Chaffetz’s Internet sales tax bill is worse than prior attempts
The fatally-flawed Marketplace Fairness Act was shelved last year because of the cost, complexity and threat of government audit it imposed on small business.
Last week, in swooped Rep. Jason Chaffetz (R-Utah), to try to fix MFA with his Remote Transactions Parity Act. But in a strange twist, Chaffetz has actually made a bad bill much, much worse.
{mosads}In a cynical attempt to win support from the states, Chaffetz has jettisoned two central features of MFA – federal preemption and federal court jurisdiction. In doing so, the Chaffetz bill takes a bill that was already unworkable because of the significant costs, administrative burdens, and audit risk it imposes on small businesses, and increases those concerns by orders of magnitude. It has become Frankenstein legislation that only lobbyists and tax lawyers could love. For small business owners, especially those who sell through mail-order catalogs, the legislation makes the situation more complex.
By eliminating federal preemption and giving jurisdiction to state courts, the Chaffetz approach is more troubling and will lead to endless confusion and litigation.
No question, there are major problems with the approach of MFA and its ilk. MFA imposes huge implementation costs on small and medium sized business, introduces an incredible degree of complexity, and creates the risk of government audit from 46 states and intrusive reporting requirements from the more than 10,000 local tax jurisdictions across the nation.
The decision by Chaffetz to remove the federal preemption provisions and to give state courts jurisdiction turns the already tenuous logic of MFA on its head.
Not only does it impose huge costs and complexity on small businesses that have to implement software solutions. But now it creates a crazy quilt of laws that businesses would have to comply with. It promises unending complexity and pain for businesses that would have to keep up with competing state laws that will surely have different reporting requirements and definitions for taxable goods. This makes no sense.
And just as important, removing federal court jurisdictions eliminates a critical backstop when legal questions arise, as they inevitably will.
But the Chaffetz bill now says that businesses can’t go in the federal courts, which provide a degree of consistency when it comes to case law, and instead forces businesses to go the state courts, which are far more volatile and uneven.
So a retailer is subject not only to audit potential from 46 different states, but may be subject to litigation in each of those states
Not only is this bad policy, but it creates the huge threat of forum shopping and gaming the system.
This makes no sense.

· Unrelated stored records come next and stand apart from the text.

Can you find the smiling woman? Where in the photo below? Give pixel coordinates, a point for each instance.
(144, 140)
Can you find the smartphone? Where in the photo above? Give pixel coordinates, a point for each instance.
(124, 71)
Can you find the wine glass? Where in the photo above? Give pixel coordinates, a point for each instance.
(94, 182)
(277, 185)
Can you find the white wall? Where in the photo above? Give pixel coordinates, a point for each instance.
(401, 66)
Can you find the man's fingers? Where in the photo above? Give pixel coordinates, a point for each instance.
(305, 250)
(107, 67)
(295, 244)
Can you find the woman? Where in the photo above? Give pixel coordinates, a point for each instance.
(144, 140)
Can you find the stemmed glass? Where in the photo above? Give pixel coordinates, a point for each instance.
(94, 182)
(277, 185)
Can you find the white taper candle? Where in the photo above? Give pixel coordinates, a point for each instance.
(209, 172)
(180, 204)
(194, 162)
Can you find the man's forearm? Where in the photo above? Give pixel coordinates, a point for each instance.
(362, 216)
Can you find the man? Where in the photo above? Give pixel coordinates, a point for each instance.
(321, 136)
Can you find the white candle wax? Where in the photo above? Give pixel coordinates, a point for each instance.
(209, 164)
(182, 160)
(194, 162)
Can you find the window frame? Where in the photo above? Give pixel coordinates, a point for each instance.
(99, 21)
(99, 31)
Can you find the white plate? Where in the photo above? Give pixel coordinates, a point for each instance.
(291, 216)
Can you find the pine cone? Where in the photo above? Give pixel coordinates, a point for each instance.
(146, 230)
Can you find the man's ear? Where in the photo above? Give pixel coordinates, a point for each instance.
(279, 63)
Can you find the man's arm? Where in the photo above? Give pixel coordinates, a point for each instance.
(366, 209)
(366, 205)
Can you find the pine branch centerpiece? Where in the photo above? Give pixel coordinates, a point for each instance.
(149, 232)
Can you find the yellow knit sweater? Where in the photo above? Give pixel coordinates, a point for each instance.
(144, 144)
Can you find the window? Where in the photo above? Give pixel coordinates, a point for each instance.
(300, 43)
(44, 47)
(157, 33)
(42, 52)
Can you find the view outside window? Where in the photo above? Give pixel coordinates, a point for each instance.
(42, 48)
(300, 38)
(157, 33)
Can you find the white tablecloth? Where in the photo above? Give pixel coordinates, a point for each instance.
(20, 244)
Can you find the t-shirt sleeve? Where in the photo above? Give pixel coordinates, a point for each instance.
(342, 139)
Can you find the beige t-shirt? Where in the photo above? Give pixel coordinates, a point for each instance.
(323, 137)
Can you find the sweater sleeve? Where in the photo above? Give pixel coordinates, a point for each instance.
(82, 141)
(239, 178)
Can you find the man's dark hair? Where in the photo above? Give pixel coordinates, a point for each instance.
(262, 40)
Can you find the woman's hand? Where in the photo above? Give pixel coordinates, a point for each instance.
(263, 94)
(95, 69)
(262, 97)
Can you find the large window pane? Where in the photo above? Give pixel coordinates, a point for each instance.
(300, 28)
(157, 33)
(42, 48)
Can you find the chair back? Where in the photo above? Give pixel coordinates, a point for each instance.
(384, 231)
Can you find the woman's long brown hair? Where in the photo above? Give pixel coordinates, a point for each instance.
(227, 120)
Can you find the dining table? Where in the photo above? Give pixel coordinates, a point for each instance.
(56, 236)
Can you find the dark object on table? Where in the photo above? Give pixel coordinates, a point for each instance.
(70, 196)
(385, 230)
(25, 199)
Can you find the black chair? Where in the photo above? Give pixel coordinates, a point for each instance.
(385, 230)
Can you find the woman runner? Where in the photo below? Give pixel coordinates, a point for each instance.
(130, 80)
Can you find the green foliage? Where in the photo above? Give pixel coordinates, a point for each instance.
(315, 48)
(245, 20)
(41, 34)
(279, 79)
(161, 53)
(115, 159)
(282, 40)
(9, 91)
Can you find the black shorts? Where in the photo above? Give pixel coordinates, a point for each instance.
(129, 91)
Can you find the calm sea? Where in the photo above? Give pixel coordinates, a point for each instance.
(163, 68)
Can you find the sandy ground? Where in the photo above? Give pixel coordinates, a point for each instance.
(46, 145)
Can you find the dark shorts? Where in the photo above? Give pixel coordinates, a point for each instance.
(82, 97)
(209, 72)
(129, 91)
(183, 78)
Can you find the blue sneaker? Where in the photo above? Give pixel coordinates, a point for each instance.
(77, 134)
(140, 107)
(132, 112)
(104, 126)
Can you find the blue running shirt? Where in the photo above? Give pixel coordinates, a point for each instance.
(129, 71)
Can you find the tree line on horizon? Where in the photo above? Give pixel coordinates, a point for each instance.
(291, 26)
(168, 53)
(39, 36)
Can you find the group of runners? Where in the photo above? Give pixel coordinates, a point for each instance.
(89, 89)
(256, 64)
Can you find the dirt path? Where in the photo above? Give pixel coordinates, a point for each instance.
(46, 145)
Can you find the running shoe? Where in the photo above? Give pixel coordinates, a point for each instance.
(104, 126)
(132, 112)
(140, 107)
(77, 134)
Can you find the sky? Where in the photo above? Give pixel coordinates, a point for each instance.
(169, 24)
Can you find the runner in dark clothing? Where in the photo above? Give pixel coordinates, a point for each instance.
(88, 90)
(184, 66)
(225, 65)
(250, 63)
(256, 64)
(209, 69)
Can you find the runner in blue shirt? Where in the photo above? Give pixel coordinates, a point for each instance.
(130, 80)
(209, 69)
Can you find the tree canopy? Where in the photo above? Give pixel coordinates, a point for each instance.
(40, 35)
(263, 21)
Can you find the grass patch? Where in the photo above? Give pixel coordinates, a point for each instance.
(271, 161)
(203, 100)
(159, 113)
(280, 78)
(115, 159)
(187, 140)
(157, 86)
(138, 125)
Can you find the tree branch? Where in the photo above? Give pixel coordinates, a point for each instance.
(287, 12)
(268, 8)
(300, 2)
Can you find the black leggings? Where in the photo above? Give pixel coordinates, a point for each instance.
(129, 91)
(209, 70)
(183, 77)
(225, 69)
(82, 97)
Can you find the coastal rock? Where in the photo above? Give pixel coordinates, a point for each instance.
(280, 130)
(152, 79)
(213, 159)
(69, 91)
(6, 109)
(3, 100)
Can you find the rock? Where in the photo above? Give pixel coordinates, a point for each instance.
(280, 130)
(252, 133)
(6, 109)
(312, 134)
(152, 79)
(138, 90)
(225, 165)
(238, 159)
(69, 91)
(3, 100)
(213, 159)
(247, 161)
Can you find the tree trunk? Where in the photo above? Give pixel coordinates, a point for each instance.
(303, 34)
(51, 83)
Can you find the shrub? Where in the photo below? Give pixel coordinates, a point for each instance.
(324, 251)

We should be looking for ways to lower costs for implementation and decrease complexity.
The only bright spot in this otherwise dark cloud is that House Judiciary Committee Chairman Bob Goodlatte (R-Va.) is working on an alternative approach that would provide a real and lasting fix. Rather than focusing on where the purchaser is located, it relies on where the company operates. This would simplify tax collection enormously, and prevent the complexity and chaos that Chaffetz encourages.
From a legal and compliance perspective, the Chaffetz bill represents the worst of all worlds. It creates more complexity in collecting Internet sales tax, but doesn’t provide businesses with uniform standards to rely upon.
It is a recipe for disaster that will lead to endless streams of litigation in state courts across the nation.
Alpert is founder and CEO of Uno Alla Volta, a seller of handcrafted artisan products, headquartered in North Branford, Connecticut.